Il est ironique – et délibérément ironique – que Scogan se plaigne toujours de l’inégalité mais prône une élite pour gouverner sa société imaginaire conforme aux modèles futuristes de Julian Huxley, H. G. Wells ou encore Bertrand Russell. De nouveau, on voit dans la dernière citation l’inspiration qui donnera naissance à la réserve d’Indiens et à l’île des alphas dans Brave New World. Dans sa justification de l’aristocratie, Scogan utilise la notion de la tyrannie de la majorité de Tocqueville et l’idée selon laquelle la démocratie érode inévitablement la liberté.

Peut-être le conflit interne de Wimbush pourrait être expliqué par le fait qu’il descend non seulement d’aristocrates, mais aussi de la classe bourgeoise, comme il l’explique en racontant l’histoire de son grand-père George Wimbush, qui venait d’une famille mercantile. Après tout, la classe bourgeoise comprend aussi les industriels qui conduisirent la Révolution industrielle. De tout façon, il faut s’interroger sur les thèmes de l’embourgeoisement de l’aristocratie anglaise –  processus qui a conduit l’aristocratie à adopter les valeurs matérialistes –, de l’industrialisation et (pour les libéraux radicaux) de l’irréligiosité. Si l’histoire de la branche maternelle de la famille de Wimbush nous montre quelque chose, c’est bien le déclin de l’aristocratie. Et en revenant sur le sujet du Puritanisme, peut-être que la vraie raison pour laquelle Henry Wimbush mentionne le Puritanisme est que pour lui, toutes les religions doivent être considérées comme le Puritanisme, car il voit le monde seulement en termes du matérialisme.
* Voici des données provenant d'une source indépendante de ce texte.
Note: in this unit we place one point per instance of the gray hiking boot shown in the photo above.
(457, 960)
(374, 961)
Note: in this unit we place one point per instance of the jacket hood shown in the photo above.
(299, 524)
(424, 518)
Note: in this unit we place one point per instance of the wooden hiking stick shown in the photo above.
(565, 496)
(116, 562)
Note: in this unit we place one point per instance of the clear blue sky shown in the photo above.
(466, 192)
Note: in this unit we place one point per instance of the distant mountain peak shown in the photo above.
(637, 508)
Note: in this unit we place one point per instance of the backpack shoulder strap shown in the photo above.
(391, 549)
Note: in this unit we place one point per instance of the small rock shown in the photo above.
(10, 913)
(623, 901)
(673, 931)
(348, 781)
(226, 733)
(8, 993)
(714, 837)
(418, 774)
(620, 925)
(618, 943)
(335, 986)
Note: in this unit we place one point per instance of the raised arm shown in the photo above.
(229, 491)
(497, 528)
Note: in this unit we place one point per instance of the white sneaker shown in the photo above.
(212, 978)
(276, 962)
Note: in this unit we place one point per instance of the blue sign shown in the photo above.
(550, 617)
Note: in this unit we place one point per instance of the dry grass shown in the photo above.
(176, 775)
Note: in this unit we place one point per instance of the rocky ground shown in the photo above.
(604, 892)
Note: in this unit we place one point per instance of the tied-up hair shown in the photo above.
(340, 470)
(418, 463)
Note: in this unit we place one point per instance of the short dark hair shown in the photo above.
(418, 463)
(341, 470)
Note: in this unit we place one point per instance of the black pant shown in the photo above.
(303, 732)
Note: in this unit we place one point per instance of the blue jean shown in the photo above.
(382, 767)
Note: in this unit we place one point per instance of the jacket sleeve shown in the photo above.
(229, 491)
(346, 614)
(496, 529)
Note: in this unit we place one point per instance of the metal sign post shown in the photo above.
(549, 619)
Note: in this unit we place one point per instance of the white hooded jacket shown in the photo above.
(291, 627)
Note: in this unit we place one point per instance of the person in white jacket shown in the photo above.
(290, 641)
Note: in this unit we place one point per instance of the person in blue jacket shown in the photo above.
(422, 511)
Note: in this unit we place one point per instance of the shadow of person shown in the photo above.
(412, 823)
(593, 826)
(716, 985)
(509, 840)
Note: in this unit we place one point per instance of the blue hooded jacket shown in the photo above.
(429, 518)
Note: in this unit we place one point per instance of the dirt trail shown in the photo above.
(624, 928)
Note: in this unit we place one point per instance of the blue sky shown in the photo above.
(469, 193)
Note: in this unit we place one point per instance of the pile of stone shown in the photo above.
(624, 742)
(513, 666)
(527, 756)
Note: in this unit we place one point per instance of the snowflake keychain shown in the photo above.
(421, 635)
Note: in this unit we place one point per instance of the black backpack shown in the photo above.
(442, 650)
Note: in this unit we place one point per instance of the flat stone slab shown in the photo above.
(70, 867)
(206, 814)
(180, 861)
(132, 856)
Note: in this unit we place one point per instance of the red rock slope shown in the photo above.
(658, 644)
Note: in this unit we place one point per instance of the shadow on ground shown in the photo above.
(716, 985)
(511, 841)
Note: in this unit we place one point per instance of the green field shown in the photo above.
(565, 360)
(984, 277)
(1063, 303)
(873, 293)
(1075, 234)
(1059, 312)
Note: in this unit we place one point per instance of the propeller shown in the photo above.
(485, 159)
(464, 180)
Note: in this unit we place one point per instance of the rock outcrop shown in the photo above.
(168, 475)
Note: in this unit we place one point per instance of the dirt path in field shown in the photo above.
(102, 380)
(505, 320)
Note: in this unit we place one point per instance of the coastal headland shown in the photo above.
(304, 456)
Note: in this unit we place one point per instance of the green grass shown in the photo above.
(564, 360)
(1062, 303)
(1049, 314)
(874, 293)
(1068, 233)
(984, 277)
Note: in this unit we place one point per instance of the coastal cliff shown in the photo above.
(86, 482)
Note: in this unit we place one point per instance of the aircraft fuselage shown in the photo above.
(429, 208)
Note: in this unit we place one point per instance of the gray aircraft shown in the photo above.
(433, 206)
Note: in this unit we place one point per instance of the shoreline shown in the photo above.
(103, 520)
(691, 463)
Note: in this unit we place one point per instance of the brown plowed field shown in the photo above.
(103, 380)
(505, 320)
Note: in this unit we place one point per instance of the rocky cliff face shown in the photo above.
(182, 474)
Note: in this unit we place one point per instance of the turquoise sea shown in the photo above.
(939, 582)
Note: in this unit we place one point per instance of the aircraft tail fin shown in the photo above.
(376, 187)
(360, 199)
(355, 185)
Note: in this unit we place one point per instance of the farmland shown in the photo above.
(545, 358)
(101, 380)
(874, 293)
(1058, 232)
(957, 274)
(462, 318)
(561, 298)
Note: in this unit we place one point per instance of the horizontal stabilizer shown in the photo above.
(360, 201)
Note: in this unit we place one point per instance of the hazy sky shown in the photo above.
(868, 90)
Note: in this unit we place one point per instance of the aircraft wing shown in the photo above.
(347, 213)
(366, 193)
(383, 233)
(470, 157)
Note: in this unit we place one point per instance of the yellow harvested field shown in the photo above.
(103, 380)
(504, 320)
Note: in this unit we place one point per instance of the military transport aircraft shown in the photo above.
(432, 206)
Mais ses valeurs ne reflètent pas exactement celles de Huxley, qui a passé sa vie à rechercher le spiritualisme de l’Orient, après avoir rejeté les religions occidentales. Mais c’est l’ancêtre de Wimbush, Sir Hercules Lapith, qui met Wimbush et Huxley d’accord, et on voit que l’un comme l’autre éprouvent pour lui une véritable sympathie. De tous les ancêtres, il est le seul qui soit un nain et il crée une utopie bien ordonnée et à sa mesure, jusqu’à ce que son fils, qui lui est de taille normale, la détruise. Pour Huxley, comme pour Wimbush et Scogan, il y a  peut-être une place pour une aristocratie dans laquelle les gens hors des normes de la société pourraient se réfugier, mais une aristocratie de la taille du bon vieux Hercules.